0
votes

I have a factor containing many industry names. I need to collapse them into major categories and industries. For example, because I allowed respondents to respond with whatever they want, I have an inflated number of levels (e.g. financial services, Financial Services, Banking, Finance). Because these cases don't match, they come out as an additional level, so I'm trying to collapse them with forcats:

test <- fct_collapse(PrescreenF$Industry, Finance = c("Banking",
  "Corporate Finance", "Finance", "Financial", "financial services",
  "financial services", "Financial Services", "Financial services"),
  NULL = "H")

I get a warning that says: "Financial services" is unknown. This is extremely frustrating because when I call up the vector, I can see that it does exist. I've tried copying and pasting the exact words from the call, re-writing it and it just seems like there are hidden characters that prevent it from being changed.

How do I properly collapse these values?

-> test$industry
Banking
Corporate Finance 
Finance Financial 
financial services
financial services 
Financial Services 
Financial services

When I go to "revalue" say, the last level, "Financial services", it tells me its an unknown string.

EDIT output of dput(x$industry)

structure(c(1L, 1L, 1L, 1L, 1L, 1L, 1L, 1L, 1L, 1L, 1L, 1L, 1L, 
1L, 1L, 1L, 1L, 1L, 1L, 1L, 1L, 1L, 1L, 1L, 1L, 1L, 1L, 1L, 1L, 
1L, 1L, 1L, 1L, 1L, 1L, 1L, 1L, 1L, 1L, 1L, 1L, 1L, 1L, 1L, 1L, 
1L, 1L, 1L, 1L, 1L, 1L, 1L, 1L, 1L, 1L, 1L, 1L, 1L, 3L, 3L, 3L, 
4L, 3L, 3L, 3L, 5L, 7L, 8L, 9L, 10L, 11L, 12L, 12L, 13L, 14L, 
15L, 15L, 15L, 15L, 15L, 15L, 15L, 15L, 15L, 16L, 16L, 16L, 16L, 
16L, 16L, 16L, 16L, 16L, 16L, 16L, 16L, 16L, 16L, 16L, 16L, 16L, 
16L, 16L, 16L, 16L, 16L, 16L, 16L, 16L, 16L, 17L, 18L, 18L, 18L, 
18L, 19L, 19L, 20L, 21L, 22L, 23L, 24L, 25L, 25L, 26L, 27L, 28L
), .Label = c("", "{\"ImportId\":\"QID8_TEXT\"}", "Finance", 
"Financial ", "Financial services ", "Please indicate the industry you work in (e.g. technology, healthcare etc):", 
"Cleantech", "Delivery", "e-commerce/fashion", "Food", "Food & Bev", 
"Retail", "Service", "tech", "technology", "Technology", "IT, technology", 
"Software", "Technology ", "Tehcnology", "Consulting", "Digital advertising", 
"Education", "Higher education", "Technology, management consulting", 
"University professor; teaching, research and service", "Information Technology and Services", 
"mobile technology"), class = "factor")

EDIT Figured it out.

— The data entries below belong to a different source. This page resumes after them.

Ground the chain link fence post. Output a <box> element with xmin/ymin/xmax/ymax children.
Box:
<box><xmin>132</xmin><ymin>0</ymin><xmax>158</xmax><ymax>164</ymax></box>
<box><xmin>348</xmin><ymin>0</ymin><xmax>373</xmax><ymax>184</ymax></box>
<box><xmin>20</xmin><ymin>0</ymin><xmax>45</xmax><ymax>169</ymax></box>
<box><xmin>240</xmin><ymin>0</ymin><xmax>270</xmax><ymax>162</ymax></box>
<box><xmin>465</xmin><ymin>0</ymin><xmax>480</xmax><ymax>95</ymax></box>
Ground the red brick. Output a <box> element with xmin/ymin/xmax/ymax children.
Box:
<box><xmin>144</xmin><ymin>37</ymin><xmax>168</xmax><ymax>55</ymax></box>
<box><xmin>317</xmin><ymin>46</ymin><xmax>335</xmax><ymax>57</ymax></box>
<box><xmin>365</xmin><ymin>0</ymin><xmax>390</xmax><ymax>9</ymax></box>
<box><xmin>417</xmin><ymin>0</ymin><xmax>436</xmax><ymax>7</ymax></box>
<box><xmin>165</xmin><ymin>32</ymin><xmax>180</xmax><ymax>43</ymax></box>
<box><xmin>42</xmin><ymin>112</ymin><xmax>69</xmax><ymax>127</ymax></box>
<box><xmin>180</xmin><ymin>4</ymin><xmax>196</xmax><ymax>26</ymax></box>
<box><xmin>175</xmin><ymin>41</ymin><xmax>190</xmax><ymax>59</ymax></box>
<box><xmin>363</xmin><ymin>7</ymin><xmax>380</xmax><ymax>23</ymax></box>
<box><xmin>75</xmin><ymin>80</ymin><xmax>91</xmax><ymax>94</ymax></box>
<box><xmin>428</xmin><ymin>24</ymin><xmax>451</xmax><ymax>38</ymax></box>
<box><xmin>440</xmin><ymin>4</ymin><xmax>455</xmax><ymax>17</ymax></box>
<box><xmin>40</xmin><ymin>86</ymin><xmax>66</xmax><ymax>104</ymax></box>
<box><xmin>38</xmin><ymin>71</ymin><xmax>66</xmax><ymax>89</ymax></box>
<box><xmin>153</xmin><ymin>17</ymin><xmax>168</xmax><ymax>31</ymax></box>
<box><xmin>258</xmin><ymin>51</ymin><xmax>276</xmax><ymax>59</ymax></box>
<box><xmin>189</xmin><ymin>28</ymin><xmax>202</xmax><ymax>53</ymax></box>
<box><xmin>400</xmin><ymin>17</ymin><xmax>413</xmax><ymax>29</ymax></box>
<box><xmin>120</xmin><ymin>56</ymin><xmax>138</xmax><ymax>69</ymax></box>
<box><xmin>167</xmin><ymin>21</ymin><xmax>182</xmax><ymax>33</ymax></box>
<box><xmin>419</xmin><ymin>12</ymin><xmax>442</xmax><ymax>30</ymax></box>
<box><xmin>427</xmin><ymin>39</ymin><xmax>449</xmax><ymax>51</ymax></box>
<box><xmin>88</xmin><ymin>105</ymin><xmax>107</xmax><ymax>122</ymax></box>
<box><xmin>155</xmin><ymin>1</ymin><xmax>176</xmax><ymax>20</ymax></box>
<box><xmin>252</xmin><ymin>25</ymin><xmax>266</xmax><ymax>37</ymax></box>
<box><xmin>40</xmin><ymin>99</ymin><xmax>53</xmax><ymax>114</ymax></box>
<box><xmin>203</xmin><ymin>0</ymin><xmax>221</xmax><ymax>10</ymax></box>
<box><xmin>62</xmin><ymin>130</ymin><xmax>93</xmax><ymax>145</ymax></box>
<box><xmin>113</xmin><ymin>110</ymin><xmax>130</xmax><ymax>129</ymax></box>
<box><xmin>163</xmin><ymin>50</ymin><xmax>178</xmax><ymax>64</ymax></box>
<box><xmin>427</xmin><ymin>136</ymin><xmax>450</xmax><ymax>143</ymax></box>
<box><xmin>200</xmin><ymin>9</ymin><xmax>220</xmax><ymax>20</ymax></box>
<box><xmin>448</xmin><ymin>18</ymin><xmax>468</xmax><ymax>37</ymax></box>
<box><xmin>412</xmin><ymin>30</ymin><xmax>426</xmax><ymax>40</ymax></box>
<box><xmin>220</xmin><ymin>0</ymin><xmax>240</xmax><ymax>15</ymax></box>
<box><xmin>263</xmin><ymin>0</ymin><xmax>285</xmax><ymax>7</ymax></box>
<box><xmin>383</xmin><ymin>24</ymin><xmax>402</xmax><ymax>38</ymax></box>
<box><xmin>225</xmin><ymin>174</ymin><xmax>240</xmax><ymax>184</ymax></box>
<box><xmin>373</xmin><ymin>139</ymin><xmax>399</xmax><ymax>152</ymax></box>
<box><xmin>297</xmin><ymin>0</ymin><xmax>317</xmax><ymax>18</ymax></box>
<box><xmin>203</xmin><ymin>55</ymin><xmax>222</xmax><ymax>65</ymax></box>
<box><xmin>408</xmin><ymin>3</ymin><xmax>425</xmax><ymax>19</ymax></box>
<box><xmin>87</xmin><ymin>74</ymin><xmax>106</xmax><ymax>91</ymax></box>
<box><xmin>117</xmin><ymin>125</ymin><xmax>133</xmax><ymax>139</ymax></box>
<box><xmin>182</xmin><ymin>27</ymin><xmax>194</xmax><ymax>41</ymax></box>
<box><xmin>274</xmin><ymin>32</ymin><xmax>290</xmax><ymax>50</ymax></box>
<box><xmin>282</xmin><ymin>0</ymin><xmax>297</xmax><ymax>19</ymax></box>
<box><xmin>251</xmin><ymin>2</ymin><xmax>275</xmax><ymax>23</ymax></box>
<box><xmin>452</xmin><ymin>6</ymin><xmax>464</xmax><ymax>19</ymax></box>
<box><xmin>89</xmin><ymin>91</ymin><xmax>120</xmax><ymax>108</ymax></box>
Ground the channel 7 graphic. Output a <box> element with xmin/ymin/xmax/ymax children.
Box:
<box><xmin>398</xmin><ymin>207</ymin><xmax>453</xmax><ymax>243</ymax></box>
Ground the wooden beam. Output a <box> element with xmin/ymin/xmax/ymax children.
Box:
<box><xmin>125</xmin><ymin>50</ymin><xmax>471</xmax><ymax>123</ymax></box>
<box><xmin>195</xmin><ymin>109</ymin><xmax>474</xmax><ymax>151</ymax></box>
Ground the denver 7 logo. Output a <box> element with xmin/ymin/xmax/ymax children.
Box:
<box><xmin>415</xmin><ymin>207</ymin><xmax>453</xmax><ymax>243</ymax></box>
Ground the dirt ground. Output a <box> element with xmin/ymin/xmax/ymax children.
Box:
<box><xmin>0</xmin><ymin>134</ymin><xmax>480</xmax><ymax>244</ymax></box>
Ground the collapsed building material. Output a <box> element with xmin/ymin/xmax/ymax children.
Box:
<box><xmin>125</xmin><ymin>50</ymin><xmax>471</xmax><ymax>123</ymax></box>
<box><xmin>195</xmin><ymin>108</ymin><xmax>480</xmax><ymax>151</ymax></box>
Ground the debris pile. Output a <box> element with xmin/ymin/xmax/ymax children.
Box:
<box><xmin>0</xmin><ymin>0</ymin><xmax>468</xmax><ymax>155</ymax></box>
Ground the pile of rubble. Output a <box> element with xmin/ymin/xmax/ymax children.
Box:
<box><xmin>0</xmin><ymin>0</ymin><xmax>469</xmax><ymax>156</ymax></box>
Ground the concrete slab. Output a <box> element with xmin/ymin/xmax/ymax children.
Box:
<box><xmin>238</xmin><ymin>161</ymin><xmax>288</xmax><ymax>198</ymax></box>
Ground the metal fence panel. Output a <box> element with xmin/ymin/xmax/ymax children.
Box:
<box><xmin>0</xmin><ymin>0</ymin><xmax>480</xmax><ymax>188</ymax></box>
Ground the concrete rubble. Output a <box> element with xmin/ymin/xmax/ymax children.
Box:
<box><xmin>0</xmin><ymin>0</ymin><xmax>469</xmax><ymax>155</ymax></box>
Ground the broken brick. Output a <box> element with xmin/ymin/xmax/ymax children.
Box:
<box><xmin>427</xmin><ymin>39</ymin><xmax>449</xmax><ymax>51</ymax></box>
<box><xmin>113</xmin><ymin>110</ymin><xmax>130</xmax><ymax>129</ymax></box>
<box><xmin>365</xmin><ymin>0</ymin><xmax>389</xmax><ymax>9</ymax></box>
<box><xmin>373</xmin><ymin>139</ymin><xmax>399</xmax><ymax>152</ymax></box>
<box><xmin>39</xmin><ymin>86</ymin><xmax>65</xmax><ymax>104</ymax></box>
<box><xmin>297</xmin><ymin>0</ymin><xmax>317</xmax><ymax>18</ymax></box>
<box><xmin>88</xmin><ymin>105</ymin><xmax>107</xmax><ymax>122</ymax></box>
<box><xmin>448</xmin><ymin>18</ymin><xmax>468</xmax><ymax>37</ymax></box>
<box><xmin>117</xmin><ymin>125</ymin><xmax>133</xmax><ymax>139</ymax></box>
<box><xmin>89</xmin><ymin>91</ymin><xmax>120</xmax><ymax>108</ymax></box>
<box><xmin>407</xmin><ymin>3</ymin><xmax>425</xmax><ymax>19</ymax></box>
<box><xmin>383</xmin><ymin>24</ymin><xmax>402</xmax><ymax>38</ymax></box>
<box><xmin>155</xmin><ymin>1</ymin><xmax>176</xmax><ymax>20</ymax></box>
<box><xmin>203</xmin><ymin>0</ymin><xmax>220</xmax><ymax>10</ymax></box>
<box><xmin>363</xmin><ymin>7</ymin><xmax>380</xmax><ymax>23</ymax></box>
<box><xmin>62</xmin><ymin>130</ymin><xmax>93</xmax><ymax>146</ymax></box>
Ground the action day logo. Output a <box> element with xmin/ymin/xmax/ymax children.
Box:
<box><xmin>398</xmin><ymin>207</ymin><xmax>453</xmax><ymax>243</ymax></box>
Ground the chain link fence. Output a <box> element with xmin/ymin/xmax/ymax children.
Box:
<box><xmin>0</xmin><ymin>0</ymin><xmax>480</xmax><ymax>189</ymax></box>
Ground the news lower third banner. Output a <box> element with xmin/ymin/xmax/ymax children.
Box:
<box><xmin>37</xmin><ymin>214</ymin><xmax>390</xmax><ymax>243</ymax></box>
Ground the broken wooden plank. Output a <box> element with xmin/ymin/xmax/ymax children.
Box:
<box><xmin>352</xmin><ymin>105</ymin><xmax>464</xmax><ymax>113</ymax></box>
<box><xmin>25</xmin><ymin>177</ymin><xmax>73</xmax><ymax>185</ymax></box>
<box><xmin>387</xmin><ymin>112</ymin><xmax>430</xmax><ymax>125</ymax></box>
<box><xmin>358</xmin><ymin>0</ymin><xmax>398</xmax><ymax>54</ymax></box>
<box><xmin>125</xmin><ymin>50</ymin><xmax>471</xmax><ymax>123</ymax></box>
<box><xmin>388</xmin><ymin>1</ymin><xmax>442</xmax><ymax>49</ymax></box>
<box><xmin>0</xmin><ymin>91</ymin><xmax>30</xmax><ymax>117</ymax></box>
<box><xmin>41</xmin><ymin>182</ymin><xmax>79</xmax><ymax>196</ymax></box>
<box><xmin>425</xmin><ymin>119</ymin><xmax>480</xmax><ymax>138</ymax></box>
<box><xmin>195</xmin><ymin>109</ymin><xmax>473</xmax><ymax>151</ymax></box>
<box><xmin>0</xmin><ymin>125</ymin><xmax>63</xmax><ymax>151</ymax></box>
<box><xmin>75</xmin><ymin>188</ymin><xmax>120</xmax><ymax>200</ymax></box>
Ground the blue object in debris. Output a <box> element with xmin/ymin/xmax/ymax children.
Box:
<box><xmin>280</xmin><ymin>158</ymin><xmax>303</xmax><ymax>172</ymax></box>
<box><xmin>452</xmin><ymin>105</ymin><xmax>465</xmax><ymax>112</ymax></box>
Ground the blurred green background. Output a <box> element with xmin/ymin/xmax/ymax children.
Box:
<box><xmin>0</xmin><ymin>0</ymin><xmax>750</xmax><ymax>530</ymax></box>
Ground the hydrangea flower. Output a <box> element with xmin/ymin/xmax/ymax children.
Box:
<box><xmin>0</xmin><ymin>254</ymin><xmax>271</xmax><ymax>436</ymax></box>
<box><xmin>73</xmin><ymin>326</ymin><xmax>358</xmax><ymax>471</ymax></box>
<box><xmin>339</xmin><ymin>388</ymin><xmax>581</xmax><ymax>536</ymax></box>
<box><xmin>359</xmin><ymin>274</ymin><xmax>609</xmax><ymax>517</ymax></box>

Some of the terms had an extra space after they ended. For example, although when I called Prescreen$Industry, it would return a number of names like "Banking" and "Corporate Finance", it didn't tell me that there was a space after the level. Banking was actually.. "Banking " with an invisible space that didn't show up in R. How does one go about making sure this is visible and doesn't happen again?

Can I run a len function within a column? If so, how does that work? PrescreenF$Industry("Banking")?

1
Please share a reproducible example of your data so we can trouble shoot this. - Richard Lusch
if there are hidden characters, they are probably white space. stringr::str_trim could help, but you'd have to change the factors to character first, then back to factor. - shea
Can you post the output of dput(test$industry) or of dput(head(test, 20))? - Rui Barradas
@RuiBarradas Just added a new edit section. - D500
Did my answer work for you? - shea

1 Answers

0
votes

If "x" is your dataframe

library(stringr)

x$industry <- as.character(x$industry)
x$industry <- str_trim(x$industry)
x$industry <- as.factor(x$industry)

Then you can get back to fct_collapse() to simplify your factors.